2. Uniform Data Language
An organization is typically made up of multiple functional teams and/or business units that are organized around overlapping responsibilities. Many organizations struggle with data inconsistencies that arise from how different functional teams create and use data. For example, the North American marketing team thinks about “Customers” very differently from how a European Accounts Payable department thinks about Customers. Aligning data generated from multiple divergent and overlapping teams requires consistent data policies and processes. To get data providers and consumers on the same page, a unifying Data Governance framework is essential to speak the same data language. So, enterprise-wide data consistency is necessary to eliminate any unnecessary disruptions and enhance data value.
3. Indisputable Sources of Data
An indisputable data source can power business decisions with predictable outcomes. Analysts who are hard at work, trying to identify meaningful patterns and insights in enterprise data, can’t be held back by incoherent, untrustworthy data. Your enterprise needs Data Governance to ensure data is in harmony with the best practices and digital ethics laid down in the framework. Without the presence of such policies, your data runs the risk of losing authenticity and producing unreliable business insights.
4. Data Contextualization
Any data that does not provide business-relevant context, fails to deliver value in driving outcomes. Contextual data presents critical background information related to an event, person, or entity. Providing context to data allows data to become more meaningful, as a specific event can be associated with a specific cause or outcome. Data Governance defines terminologies and can expose additional data relationships that help enterprises increase the contextualization of their core data. When one data point can be tied to many unique data points to understand the full picture, the power of contextual data is found.
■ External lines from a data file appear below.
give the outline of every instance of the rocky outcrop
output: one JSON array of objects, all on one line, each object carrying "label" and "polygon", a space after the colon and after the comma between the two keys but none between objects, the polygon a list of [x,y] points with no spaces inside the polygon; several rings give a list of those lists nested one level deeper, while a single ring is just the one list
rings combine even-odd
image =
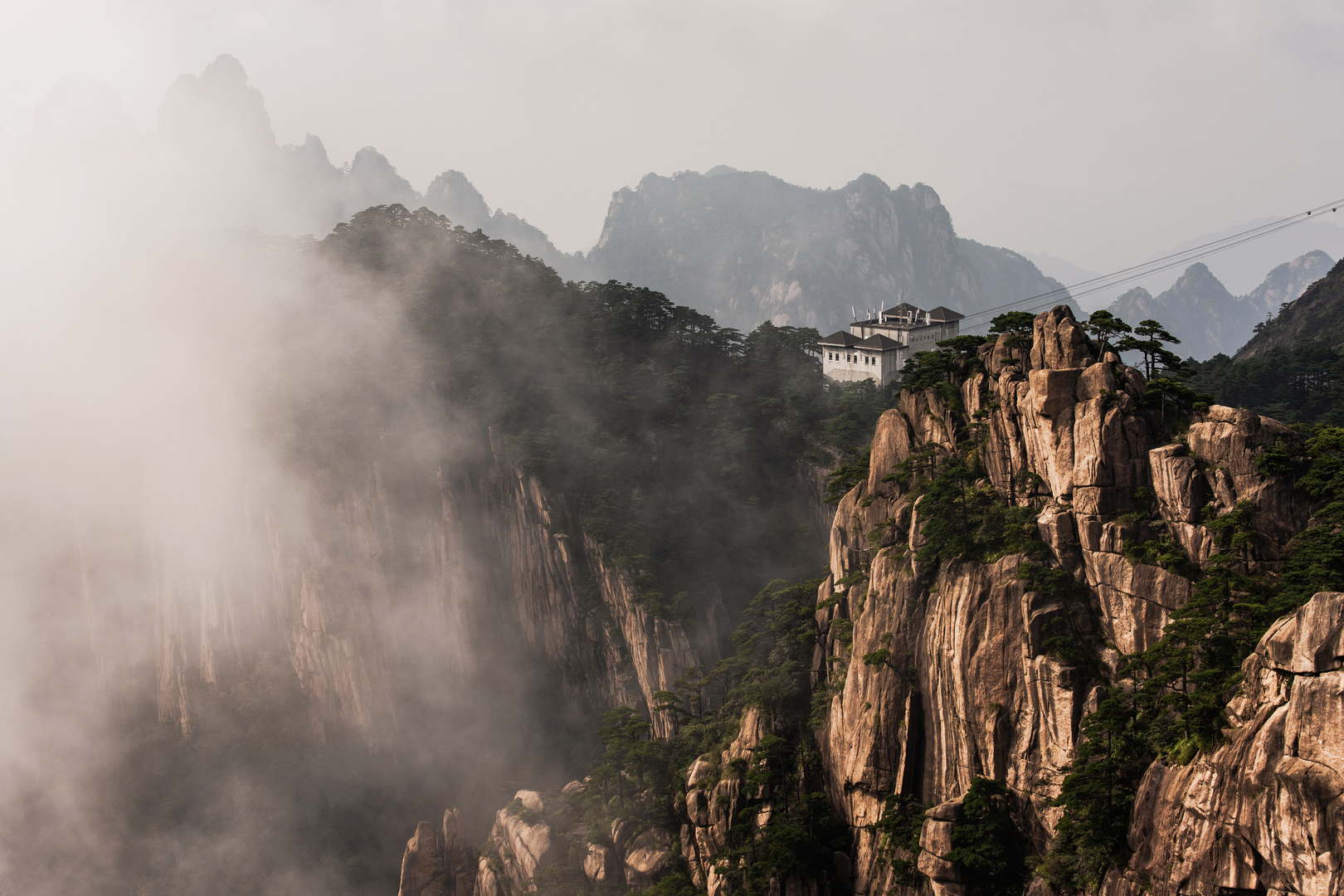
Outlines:
[{"label": "rocky outcrop", "polygon": [[1203,525],[1206,508],[1222,514],[1243,501],[1246,525],[1255,536],[1250,556],[1257,562],[1284,556],[1288,540],[1310,519],[1310,501],[1288,480],[1263,476],[1257,459],[1275,442],[1298,449],[1302,441],[1278,420],[1215,404],[1191,422],[1184,445],[1149,451],[1157,509],[1192,560],[1207,563],[1212,549]]},{"label": "rocky outcrop", "polygon": [[[671,690],[691,666],[718,658],[715,618],[699,626],[692,643],[680,622],[650,613],[564,501],[509,461],[497,433],[491,447],[481,502],[493,509],[487,517],[491,537],[523,637],[555,664],[577,704],[590,711],[633,707],[667,736],[669,720],[649,712],[653,695]],[[585,594],[587,582],[597,586],[595,603]]]},{"label": "rocky outcrop", "polygon": [[1148,770],[1106,896],[1344,889],[1344,594],[1275,623],[1242,677],[1222,747]]},{"label": "rocky outcrop", "polygon": [[472,896],[473,856],[456,809],[444,813],[435,829],[427,821],[415,826],[415,836],[406,842],[398,896]]},{"label": "rocky outcrop", "polygon": [[[1038,850],[1048,845],[1050,799],[1105,684],[1048,642],[1091,642],[1114,669],[1161,637],[1192,591],[1177,571],[1140,560],[1164,524],[1198,563],[1214,549],[1206,506],[1253,501],[1251,524],[1265,533],[1254,562],[1270,563],[1306,523],[1290,485],[1257,467],[1290,438],[1286,427],[1212,408],[1188,445],[1160,446],[1163,431],[1140,408],[1142,375],[1098,356],[1064,306],[1036,318],[1030,351],[1000,337],[980,360],[984,372],[957,402],[907,392],[883,415],[868,480],[840,502],[831,532],[813,665],[831,689],[820,746],[832,806],[853,833],[856,893],[892,887],[872,827],[891,794],[939,806],[919,860],[938,887],[961,885],[938,865],[937,845],[950,844],[974,776],[1005,782],[1020,832]],[[1046,563],[1074,584],[1039,588],[1011,553],[925,568],[921,505],[905,484],[930,451],[953,447],[974,453],[1000,498],[1034,508]]]},{"label": "rocky outcrop", "polygon": [[[535,790],[520,790],[513,803],[495,814],[491,842],[499,853],[504,877],[512,883],[512,892],[526,892],[532,876],[555,861],[551,849],[551,826],[543,818],[546,806]],[[492,869],[493,870],[493,869]],[[489,892],[491,880],[477,879],[477,889]]]},{"label": "rocky outcrop", "polygon": [[[727,750],[698,758],[687,772],[681,854],[691,866],[691,880],[710,893],[718,893],[724,887],[728,869],[718,856],[728,846],[728,832],[738,811],[747,799],[769,797],[743,793],[742,786],[742,772],[767,733],[770,728],[761,712],[747,709]],[[769,817],[769,803],[758,818],[761,815]]]}]

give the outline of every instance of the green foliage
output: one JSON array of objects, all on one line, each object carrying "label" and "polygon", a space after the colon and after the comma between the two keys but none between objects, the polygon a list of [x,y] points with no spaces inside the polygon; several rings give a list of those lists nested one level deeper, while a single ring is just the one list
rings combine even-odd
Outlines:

5. Data Security and Regulatory Compliance
Enterprises with strong Data Governance programs also get to enjoy the benefit of increased levels of data security and auditability. A good Data Governance framework will give an enterprise the right tools to catalog their key enterprise data, trace changes and movement of data, record usage history, and restrict unauthorized access to sensitive data. By placing controls on data, Data Governance reduces the risk of security breaches and protects your data and reputation. This becomes increasingly important in a world where regulatory compliance is increasingly complex, and the financial risk of compliance is correspondingly escalating. A good Data Governance program allows an enterprise to meet these ever-changing security and regulatory requirements and protects a company’s valuable data assets.
Data Governance is required to efficiently collect, store, and use enterprise data. Without it, data will be inconsistent, results will vary, and companies will leave themselves open to potential legal exposure. A Data Governance strategy designed and supported at the enterprise level, combined with a well-executed program to implement proper processes and tools, is a proven way to protect data and extract enriched business value from it. Implementing components such as data glossaries, catalogs, tracking data lineage, and applying privacy controls are just some initiatives that make up a good Data Governance framework. Beyond that, early organizational change is imperative to manage and govern data effectively. Business leadership must participate and steer successful Data Governance programs, ensuring that individuals within the organization understand the need for best practice adoption in Data Governance.